What could be more inconsistent than buying an anti-factory farming polemic and the autobiography of a woman who asserts that every animal has place — right next to your mashed potatoes? What will Amazon now recommend for me? Books on cognitive dissonance?
Anyhow, some initial thoughts on both books:
I don’t expect politicians to write fair and balanced books. But there is a difference between an interesting book and a set self-congratulatory of talking points, like Hillary’s auto-bio. I don’t mind a partisan book, as long as it makes a good argument.
So what have I found in the first sixty pages of Palin’s memoir? So far, it’s mostly about the peculiarities of Alaska from the perspective of the Lower 48. That’s reasonably interesting. In terms of arguments, there isn’t much yet. But there is plenty of self-congratulation.
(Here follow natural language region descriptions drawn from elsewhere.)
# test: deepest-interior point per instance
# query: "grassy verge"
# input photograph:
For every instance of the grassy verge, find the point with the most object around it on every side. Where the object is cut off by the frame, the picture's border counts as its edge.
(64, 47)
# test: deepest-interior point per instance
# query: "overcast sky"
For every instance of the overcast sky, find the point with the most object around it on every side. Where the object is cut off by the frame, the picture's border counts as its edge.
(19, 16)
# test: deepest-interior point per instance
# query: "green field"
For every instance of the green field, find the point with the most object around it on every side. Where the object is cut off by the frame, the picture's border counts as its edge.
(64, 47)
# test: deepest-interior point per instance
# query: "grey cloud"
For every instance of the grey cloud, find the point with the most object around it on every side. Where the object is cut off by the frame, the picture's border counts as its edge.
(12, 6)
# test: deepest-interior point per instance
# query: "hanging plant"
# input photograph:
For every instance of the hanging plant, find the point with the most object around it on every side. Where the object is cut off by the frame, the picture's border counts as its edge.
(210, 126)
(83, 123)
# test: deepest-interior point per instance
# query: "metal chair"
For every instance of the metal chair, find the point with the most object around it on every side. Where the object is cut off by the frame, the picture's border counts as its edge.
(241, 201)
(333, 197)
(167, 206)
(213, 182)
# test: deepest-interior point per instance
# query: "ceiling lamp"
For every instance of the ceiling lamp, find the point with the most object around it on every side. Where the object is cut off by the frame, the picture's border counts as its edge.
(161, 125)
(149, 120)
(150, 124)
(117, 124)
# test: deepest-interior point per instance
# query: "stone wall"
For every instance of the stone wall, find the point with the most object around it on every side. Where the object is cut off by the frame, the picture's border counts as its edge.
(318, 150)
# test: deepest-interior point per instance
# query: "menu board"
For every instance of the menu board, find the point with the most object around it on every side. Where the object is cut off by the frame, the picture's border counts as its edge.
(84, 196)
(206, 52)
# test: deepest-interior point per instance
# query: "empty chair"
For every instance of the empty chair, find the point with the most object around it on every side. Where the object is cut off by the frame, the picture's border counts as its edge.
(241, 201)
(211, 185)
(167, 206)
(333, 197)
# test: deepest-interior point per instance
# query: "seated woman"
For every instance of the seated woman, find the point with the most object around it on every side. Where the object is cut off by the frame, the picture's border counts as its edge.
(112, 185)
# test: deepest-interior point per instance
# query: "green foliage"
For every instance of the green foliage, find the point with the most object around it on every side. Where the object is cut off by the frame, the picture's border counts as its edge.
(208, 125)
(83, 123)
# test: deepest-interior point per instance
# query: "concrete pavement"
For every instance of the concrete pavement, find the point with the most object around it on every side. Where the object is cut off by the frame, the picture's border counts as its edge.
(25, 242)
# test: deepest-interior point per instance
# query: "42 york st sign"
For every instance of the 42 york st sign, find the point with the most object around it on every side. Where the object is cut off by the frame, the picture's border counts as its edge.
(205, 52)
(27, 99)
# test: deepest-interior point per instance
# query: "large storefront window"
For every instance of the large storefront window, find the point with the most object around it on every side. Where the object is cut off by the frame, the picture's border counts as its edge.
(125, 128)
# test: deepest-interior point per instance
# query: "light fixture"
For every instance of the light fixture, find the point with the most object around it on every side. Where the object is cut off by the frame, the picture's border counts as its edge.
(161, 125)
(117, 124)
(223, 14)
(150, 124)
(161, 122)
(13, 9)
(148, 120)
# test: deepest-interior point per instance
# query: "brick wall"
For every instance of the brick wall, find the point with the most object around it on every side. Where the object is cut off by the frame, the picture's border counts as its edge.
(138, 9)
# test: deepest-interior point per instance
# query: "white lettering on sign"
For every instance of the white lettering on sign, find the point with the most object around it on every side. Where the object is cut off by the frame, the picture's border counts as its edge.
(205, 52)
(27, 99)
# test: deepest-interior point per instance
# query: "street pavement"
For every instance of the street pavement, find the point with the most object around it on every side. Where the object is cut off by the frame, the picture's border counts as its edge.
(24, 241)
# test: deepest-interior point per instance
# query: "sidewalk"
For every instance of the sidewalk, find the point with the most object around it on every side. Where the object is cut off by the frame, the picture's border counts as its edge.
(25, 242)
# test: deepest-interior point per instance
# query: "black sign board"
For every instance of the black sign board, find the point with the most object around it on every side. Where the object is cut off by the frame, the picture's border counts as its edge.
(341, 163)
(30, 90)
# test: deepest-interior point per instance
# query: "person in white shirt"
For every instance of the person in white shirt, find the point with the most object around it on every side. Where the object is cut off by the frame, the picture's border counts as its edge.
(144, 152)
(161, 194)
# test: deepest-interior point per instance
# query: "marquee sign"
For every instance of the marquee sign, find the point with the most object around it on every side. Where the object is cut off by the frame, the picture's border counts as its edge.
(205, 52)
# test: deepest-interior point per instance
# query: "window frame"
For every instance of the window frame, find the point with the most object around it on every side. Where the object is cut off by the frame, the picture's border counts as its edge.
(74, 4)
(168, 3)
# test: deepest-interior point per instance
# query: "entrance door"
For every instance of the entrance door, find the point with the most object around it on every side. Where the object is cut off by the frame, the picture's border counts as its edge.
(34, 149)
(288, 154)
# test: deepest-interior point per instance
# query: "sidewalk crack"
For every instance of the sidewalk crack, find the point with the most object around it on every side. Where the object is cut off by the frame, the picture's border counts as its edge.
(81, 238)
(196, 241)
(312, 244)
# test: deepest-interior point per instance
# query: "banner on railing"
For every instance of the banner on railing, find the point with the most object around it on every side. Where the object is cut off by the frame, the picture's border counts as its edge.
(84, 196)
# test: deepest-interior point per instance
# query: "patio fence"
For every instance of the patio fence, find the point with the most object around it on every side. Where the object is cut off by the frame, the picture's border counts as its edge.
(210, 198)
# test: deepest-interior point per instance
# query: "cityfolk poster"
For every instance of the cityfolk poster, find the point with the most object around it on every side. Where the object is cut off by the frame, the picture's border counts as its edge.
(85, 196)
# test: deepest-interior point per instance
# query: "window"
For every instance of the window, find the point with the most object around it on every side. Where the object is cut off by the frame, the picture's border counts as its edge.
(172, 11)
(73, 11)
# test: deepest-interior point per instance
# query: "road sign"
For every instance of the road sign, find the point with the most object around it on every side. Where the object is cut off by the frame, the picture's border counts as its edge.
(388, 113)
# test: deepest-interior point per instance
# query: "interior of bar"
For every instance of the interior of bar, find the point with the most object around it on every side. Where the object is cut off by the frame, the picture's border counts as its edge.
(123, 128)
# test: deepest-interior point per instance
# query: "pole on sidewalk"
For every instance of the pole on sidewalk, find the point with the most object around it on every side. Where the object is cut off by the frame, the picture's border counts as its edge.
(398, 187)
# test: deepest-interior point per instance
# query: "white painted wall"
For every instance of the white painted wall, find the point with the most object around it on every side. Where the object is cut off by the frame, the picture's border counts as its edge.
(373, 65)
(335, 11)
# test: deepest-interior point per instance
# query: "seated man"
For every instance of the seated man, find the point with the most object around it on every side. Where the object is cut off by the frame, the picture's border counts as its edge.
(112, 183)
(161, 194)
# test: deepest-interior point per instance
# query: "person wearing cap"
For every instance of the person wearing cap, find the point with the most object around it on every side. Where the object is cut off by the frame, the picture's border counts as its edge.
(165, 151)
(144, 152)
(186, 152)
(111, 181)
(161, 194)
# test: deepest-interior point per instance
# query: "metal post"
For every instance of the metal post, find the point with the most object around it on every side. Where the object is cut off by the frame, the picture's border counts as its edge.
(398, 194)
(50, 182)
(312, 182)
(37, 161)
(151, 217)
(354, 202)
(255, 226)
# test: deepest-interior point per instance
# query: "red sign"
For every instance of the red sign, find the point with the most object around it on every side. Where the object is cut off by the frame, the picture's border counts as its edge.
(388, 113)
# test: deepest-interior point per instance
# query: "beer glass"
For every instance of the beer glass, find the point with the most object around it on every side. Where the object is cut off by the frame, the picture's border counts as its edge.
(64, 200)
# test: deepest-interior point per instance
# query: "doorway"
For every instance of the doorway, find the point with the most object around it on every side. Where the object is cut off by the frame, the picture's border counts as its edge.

That’s annoying.
When it comes to Eating Animals, I have to begin with a disclosure: I was good friends with the author in high school and college, although I’ve barely seen him since. Early on, Foer admits that he knew what he expected to find when he started researching the meat industry. It would be ugly. So let me respond with my own confession: I know what I expected to think of an entire book that dwells on the moral implications of eating animals. It will be fatuous. It will lecture the reader on animal suffering while downplaying human tragedy.
So far, I feel sort of vindicated. On page 33, Foer tells us,
As I came to see, war is precisely the right word to describe our relationship to fish–it captures the technologies and techniques brought to bear against them, and the spirit of domination.
Foer has an extraordinary sense of humor, but I don’t sense any of it here. Best I can tell, he’s dead serious. I hope that later in the book he asks whether a morally serious person can talk about a war on fish without trivializing actual wars, like the ones in Darfur, Afghanistan and Iraq.
I confess, I’m not too optimistic. On page 35, we learn that “Technologies of war have literally and systematically been applied to fishing.” So? A Pentagon research agency basically invented the internet. Will high-minded liberals now boycott the blogosphere?